Image Source: Freepik


In about 15 odd days2024 will end and 2025 will begin. The intervening time will see, arguably, a spike in people diving headlong into activities, known as “habits”, that they are otherwise trying to kick. This they will do in the (perhaps delusional) hope that on the first day of the New Year, they will be successful in once and for all getting rid of the egregious entity that has taken control over their minds and bodies. The entity that eggs you on to hit the fridge in the middle of the night to polish off the leftover chocolate cake, for instance, or urges you to utter untruths to wriggle out of unpleasant situations like having to tell your friend that you “LOVED” the long post he or she posted on Facebook even though you hadn’t actually really read it. (Or for that matter, that photograph of his or hers, which you gushed about in the comments field, was actually really too tacky for your liking.) You can, and you usually DO, go ahead and indulge in these innocuous deviations in the intervening time between now and the new year because you think, “Well, I am going to stop lying or cheating on my diet from 1 January anyway….so what’s a little lie to get out of a sticky situation?” And so scroll down to that silly post by the showoff friend and hit the “like” button by all means. Or better still, go for the “love” icon.

Known euphemistically as “New Year’s resolutions” the vows we make seem to be based on some strange belief that a miraculous willpower, elusive until now, will suddenly descend from the heavens on 1 January and take control of our good senses and drive out the devilish propensities that make us do things that we don’t want to do.

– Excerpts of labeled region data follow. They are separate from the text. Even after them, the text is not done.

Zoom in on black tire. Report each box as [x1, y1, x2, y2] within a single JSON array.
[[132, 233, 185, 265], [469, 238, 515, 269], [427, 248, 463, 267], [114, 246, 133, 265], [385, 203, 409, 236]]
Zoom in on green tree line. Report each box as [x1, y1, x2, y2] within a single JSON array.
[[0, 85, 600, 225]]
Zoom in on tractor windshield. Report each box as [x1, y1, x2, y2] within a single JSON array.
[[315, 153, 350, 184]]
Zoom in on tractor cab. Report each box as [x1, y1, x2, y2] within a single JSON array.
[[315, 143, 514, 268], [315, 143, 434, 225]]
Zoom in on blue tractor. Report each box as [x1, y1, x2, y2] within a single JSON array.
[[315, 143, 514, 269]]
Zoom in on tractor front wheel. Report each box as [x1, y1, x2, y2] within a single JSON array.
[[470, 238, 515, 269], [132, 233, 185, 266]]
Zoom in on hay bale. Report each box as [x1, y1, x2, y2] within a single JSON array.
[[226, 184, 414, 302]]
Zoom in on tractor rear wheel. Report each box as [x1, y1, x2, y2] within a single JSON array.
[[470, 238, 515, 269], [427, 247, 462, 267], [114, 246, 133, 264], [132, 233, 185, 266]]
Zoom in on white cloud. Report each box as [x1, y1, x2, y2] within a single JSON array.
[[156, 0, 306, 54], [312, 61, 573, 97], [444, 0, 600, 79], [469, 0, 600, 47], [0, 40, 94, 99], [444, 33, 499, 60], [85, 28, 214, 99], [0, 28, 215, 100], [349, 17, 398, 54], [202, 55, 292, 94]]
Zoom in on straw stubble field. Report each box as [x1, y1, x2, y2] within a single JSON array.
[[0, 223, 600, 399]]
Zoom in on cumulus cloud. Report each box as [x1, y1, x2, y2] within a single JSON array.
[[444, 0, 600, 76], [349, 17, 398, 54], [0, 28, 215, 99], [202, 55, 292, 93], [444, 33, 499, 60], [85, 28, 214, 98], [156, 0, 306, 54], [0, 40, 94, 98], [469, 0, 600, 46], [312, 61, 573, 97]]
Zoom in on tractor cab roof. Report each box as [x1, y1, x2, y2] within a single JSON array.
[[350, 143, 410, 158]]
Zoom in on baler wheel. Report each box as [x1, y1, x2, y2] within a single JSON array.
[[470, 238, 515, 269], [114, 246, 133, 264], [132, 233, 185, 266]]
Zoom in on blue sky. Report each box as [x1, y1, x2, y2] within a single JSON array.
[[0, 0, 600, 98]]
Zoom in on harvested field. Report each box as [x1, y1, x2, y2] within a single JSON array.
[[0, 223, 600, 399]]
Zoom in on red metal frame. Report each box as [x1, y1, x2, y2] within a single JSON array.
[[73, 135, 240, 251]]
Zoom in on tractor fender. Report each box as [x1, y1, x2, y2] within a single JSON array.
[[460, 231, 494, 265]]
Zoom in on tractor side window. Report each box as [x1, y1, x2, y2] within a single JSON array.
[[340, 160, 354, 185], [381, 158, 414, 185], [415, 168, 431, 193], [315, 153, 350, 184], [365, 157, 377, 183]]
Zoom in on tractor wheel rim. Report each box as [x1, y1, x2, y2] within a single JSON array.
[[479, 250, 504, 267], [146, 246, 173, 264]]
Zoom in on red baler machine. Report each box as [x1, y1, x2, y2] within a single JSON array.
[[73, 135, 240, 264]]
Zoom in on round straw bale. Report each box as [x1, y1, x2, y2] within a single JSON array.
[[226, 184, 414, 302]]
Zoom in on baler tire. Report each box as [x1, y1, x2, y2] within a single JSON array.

And so people promise to stop drinking, smoking, lying, cheating, overeating, underperforming and what have you. And usually, since the promise is in the future, the intervening time is often a time to “let go and live it up” before D-day.

But alas, as they say, “tomorrow never comes” and the failure rate of New Year’s resolutions, unfortunately, appears to be quite high. And so vices seem never to get eradicated, and if anything, the delusional notion that at a future date all will be made okay perhaps contributes to its exacerbation.

And clearly it is not only resolutions made in the New Year and by individuals, which fail. Nations at different times, on different dates and venues have made all sorts of vows, promises, decisions and accords. The United Nations came into existence for the very purpose of dissuading countries from going to war. But has its interventions (or at times its lack thereof) had any meaningful impact? Has it really been successful? Why are there so many wars in different parts of the world?

In fact, not just in different parts of the world far away from us. Conflict has now crept up literally in our backyard. Bangladesh, our friendly neighbor since 1971, is now demonstrating diplomatic tensions with India and that is not good news as we move towards the New Year.

Let me hope, if naively, that this tension is just an exacerbation before a calm. This December, I hope we use the intervening time before January, to make promises that peace will definitely prevail in 2025.

I hope that nations vow to end war. And I hope that once and for all, they keep that promise.